You will be using BOTH mu and x-bar in some problems, just like you use BOTH p and p-hat in some problems. Mu/x-bar problems concern measures, while p/p-hat problems concern proportions.

Do you recall how we drew boxes and ovals around the values of p and p-hat on that one worksheet? Well, identifying the mu and the x-bar is analogous. Mu is the value that describes the entire population. X-bar only describes the sample.

Sometimes x-bar is an actual measure, but most of our examples from this chapter just ask hypothetical questions like what would the probability be when. . . Whereas the mean, mu, is the center of our distribution, these values of x-bar become the lower or upper bounds of the region we evaluate for area (probability). This works just like the way p-hat represented the upper or lower bound of the shaded region in the graph! Convert the x-bar to a z-value as we did in class, and find the associated probability.

Are you a master of the probability statements??

P(statistic < number) =
P( (stat - param)/std dev of stat <
(number - param)/std dev of stat)


For instance:
Let x be normally-distributed with a mean of 2 and a std dev of 21. What is the probability that a sample of size 49 would have an average greater than 5?

[Note that sigma of x-bar is 21/sqrt 49 = 21/7 = 3.]

P(x-bar > 5) = P((x-bar - mu)/sigma of x-bar > (5 - 2)/3)
= P(z > 1) = .1587

Readers: Please put parts of this message into your own words and respond to this blog so we can make sure that we understand. Thanks!

Mrs.L said...

Re: the CLT

How do you intend to find the probability that x-bar is greater than 5 if you can't use the normal distribution?

Most distributions are NOT normal. It's pretty special that the means (under some conditions) are normally distributed.

Mrs.L said...

Here's a site that discusses the CLT and calls it amazing. I have to agree.

[Gaussian means the same as Normal.]

http://cs.wellesley.edu/~cs199/lectures/23-std-err-CLT.html

Mrs.L said...

Further answers to unposted questions:

x-bar is the MEAN of the SAMPLE
mu is the MEAN of the POPULATION

When the sample size is small you CAN'T use normal procedures UNLESS (Case 0)the underlying distribution of x is normal(CLT not required :D) or (Case 1)the distribution is reasonably close to normal (CLT kicks in).

derek said...

very helpful site thanks =]my only comment is that it uses variance more than we have and that kind of got in the way but you just have to ignore it.

Mrs.L said...

Regarding MUST BE and NEEDS TO BE:

The Central Limit Theorem only applies under special conditions.

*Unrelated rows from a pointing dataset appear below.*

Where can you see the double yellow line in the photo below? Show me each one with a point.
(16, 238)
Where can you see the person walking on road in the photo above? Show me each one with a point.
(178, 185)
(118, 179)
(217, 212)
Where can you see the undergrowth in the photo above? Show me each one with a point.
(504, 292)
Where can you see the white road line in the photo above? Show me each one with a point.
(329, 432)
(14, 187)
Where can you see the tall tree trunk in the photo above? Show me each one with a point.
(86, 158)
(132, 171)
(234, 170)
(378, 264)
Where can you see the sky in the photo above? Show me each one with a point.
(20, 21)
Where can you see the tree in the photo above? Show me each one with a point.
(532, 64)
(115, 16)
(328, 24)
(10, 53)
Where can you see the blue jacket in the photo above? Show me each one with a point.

The closer your original distribution was to normal to begin with, the lower the sample size will be for it to apply.

For instance, if the distribution of x is distinctly non-normal (envision the wildest distribution that you can), then the sample size must be really big for you to assume that the sample means are normally-distributed. On the other hand, if the x values are distributed almost normally, then even little samples will have averages that are approximately normal.

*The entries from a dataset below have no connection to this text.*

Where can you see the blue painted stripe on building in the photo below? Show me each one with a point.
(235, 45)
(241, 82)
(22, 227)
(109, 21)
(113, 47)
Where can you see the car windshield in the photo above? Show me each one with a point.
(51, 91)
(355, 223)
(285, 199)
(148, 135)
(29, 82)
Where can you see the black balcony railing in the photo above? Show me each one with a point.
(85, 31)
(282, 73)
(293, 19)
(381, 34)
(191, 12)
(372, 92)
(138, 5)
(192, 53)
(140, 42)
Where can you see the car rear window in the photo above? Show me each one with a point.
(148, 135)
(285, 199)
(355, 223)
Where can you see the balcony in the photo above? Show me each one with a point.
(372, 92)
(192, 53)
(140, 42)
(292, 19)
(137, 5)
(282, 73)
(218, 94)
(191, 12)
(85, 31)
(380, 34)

When I wrote the summaries up, I wrote them from the other perspective (small size NEEDS near-normality, for example) because you are given a sample size and a description of the x distribution, so you have to determine whether the sample is large enough to indicate that the sample means are normally-distributed given the characteristics of the underlying distribution.

derek said...

I am working 9.23(dealing with probabilities) and I can't remember how to find what it is asking for. It is a great problem to work though and i would recommend it to anyone who is still having trouble with p and p-hat. The page before has formulas like the square root of p times 1-p over n and I think I am supposed to use that but I don't know exactly how.